State Rep. Andrew Koenig (R-Manchester) is working with his colleagues in the Missouri House of Representatives and Senate to advance several proposals aimed at protecting Missourians from the governor’s war on taxpayers.
During a press conference at the State Capitol Monday, Koenig said the various pieces of legislation are necessary because the Department of Revenue has continued to seek new methods for generating revenue by treating Missouri families and businesses unfairly.
“It’s clear that our governor and his administration are trying to squeeze every penny they can out of hardworking Missourians,” said Koenig. “It’s also clear that they are in many cases using very questionable interpretations of the law to impose these tax hikes.”
“Our best line of defense against this war on taxpayers is to pass legislation that will make it crystal clear that the executive branch is not allowed to abuse the people of this state,” said Speaker of the House, Rep. John Diehl (R-Town and Country). “Too often, government bureaucrats run rampant over the rights of Missouri taxpayers and the Missouri House is ready and willing to stand up to these glaring overreaches. I applaud Rep. Koenig for leading our efforts to rein in this out of control bureaucracy that sees Missouri families and businesses as nothing more than sources for additional tax revenue.”
Koenig pointed to several proposals that would stop some of the executive overreaches perpetrated by the Missouri Department of Revenue. They include:
House Bill 299, House Bill 695, and Senate Bill 18 would make the Department of Revenue notify businesses of changes in taxation policies. Koenig noted that the Department is currently changing tax policy and collecting back taxes after auditing companies without notifying them in advance that a change has taken place;
House Bill 517, House Bill 754, and Senate Bill 336 would exempt businesses from paying for undisclosed tips. Currently, employees who make tips are under reporting their tips and the Department of Revenue is making the company pay penalties. Federal law prohibits the employers from making any changes to the collected tips reported on their employee’s income tax even if the employee reports no tips collected for the entire year. There is no legal ability for the employer to correct the situation and the department refuses to cease in their penalty assessments on these companies;
House Bill 268 would allow a taxpayer to recoup overpayments to the Department of Revenue. Currently, the Department notifies taxpayers of underpayment and sometimes assesses a penalty, but it does not notify a taxpayer if there has been an overpayment;
House Bill 811 would make it law that if overpayments are held by the Department of Revenue, they must return the money plus any interest earned on that money. This is designed to stop the Department from delaying the return of tax payer’s funds to earn;
House Bill 838 would allow a tax preparer, enrolled agent, or certified public accountant to represent his or her client before the Administrative Hearing Commission in matters relating to an assessment or reassessment of taxes, or any other tax-related matter. Currently, the only person that can represent a taxpayer when there is a dispute with the Department is a tax attorney, which is an expensive option and in most cases were not the ones who prepared their client’s taxes. The bill would also allow taxpayers to use estimates of value that are prepared by persons other than certified appraisers in informal property tax appeals before local boards of equalization hearings, meaning they may avoid expensive appraisals by certified appraisers that are required in a few counties in the state;
Senate Bill 350 specifies when interest begins to accrue on tax refunds and requires the Department of Revenue to deposit payments within 2 days; and,
House Bill 759 allows a business who remits their own use taxes to the Department of Revenue to have a refund when there is an overpayment. Currently, there is a limit to one refund in sales tax and the Department has applied this to the use tax.
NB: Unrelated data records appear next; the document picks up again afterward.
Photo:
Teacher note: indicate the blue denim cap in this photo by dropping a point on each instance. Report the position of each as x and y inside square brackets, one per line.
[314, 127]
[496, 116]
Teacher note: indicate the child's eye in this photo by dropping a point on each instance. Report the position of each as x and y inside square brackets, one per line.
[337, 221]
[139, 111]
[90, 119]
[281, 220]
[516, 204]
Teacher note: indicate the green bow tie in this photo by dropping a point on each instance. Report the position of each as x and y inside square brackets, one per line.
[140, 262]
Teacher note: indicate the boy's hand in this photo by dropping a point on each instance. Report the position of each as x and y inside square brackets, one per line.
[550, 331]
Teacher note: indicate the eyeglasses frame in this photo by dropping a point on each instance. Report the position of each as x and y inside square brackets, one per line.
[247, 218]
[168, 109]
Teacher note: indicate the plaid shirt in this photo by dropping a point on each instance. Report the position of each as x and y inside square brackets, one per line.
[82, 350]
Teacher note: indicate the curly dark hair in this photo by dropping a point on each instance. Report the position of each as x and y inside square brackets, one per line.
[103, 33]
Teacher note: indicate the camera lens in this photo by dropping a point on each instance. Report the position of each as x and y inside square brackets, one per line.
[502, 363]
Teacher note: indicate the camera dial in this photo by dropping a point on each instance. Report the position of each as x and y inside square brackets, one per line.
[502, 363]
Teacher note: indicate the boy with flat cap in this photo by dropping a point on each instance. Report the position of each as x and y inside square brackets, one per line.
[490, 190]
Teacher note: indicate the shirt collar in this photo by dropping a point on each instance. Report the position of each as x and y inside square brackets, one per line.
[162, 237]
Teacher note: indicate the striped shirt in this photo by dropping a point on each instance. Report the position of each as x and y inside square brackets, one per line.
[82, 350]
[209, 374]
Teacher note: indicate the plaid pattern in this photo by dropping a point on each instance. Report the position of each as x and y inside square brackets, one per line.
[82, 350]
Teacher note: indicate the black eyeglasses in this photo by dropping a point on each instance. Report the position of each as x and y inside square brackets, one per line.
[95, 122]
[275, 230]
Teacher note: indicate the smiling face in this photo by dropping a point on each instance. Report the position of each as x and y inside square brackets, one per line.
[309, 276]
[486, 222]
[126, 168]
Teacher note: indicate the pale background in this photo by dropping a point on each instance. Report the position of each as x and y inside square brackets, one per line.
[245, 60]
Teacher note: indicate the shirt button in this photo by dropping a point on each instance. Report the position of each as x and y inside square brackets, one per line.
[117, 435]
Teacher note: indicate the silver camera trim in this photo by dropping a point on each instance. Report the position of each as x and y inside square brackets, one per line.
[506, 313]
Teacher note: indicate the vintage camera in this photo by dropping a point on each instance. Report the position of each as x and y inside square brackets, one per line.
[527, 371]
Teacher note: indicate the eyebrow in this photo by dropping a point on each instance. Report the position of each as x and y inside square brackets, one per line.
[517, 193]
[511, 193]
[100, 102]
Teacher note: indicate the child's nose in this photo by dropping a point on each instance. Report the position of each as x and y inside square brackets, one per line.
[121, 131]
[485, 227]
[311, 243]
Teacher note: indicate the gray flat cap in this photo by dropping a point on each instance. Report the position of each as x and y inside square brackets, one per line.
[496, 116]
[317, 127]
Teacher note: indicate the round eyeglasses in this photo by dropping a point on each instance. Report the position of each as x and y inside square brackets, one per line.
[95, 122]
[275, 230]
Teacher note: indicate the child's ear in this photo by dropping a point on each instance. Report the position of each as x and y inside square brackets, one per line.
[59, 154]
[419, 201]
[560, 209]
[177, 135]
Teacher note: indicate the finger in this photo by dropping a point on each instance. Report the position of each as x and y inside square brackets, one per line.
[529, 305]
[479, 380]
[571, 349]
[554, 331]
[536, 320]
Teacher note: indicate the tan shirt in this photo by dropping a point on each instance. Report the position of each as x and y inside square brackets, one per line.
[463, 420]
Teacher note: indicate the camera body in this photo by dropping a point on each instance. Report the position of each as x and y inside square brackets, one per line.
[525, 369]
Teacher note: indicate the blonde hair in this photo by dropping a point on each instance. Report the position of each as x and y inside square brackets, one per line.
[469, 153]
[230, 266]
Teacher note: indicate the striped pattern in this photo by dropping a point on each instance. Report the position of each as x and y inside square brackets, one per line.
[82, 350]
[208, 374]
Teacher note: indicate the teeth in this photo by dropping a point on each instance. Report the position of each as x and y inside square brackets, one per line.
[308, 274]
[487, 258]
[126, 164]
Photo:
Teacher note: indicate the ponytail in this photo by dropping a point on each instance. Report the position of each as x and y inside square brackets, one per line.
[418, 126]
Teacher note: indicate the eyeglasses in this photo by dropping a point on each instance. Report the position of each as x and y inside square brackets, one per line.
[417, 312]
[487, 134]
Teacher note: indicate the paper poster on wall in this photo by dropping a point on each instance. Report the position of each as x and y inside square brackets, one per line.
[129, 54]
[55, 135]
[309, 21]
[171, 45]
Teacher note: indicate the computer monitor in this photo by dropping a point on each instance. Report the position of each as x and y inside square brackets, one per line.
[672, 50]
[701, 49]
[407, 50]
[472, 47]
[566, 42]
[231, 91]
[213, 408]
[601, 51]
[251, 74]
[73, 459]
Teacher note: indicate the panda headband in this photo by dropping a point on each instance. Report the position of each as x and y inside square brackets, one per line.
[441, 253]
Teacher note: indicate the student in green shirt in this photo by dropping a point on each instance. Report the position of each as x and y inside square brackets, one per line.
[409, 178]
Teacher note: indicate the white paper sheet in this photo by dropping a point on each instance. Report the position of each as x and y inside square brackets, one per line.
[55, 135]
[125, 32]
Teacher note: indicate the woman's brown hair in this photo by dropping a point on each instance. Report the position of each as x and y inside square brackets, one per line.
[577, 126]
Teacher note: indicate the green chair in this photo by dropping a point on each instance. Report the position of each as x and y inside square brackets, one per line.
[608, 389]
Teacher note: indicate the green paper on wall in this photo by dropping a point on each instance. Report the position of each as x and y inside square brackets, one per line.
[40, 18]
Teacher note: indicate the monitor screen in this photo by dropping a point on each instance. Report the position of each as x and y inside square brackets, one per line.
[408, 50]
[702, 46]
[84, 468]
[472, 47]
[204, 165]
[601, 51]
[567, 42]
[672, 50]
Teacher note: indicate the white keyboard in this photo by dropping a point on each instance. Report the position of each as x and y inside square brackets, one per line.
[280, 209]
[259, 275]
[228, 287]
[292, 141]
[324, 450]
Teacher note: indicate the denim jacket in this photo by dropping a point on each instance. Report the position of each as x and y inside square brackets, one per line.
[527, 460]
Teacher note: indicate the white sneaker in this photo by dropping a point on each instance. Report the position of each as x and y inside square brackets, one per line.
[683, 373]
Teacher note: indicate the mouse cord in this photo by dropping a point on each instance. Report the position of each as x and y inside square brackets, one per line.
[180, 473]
Senator Will Kraus (R-Lee’s Summit) spent last summer chairing a Senate interim committee that studied the taxation policies of the Department of Revenue. He told Monday’s press conference he did not like what he found.
“It has become evident that the department focused on changing definitions and policies to raise revenue,” said Kraus. “It is my belief that came as a directive from the governor, and I believe that it is our obligation as the representatives of the people to push back when government overreaches.”
Kraus will handle legislation to reign in D.O.R. when the bills reach the Senate.
“Taxpayers should be outraged at the many overreaches we have seen from the executive branch that now require us to take legislative action to rectify,” said Koenig. “It is unfortunate that we have been forced to take this route, but I am happy to work with my colleagues to pass these common sense reforms that will put an end to this war on the taxpayer once and for all.”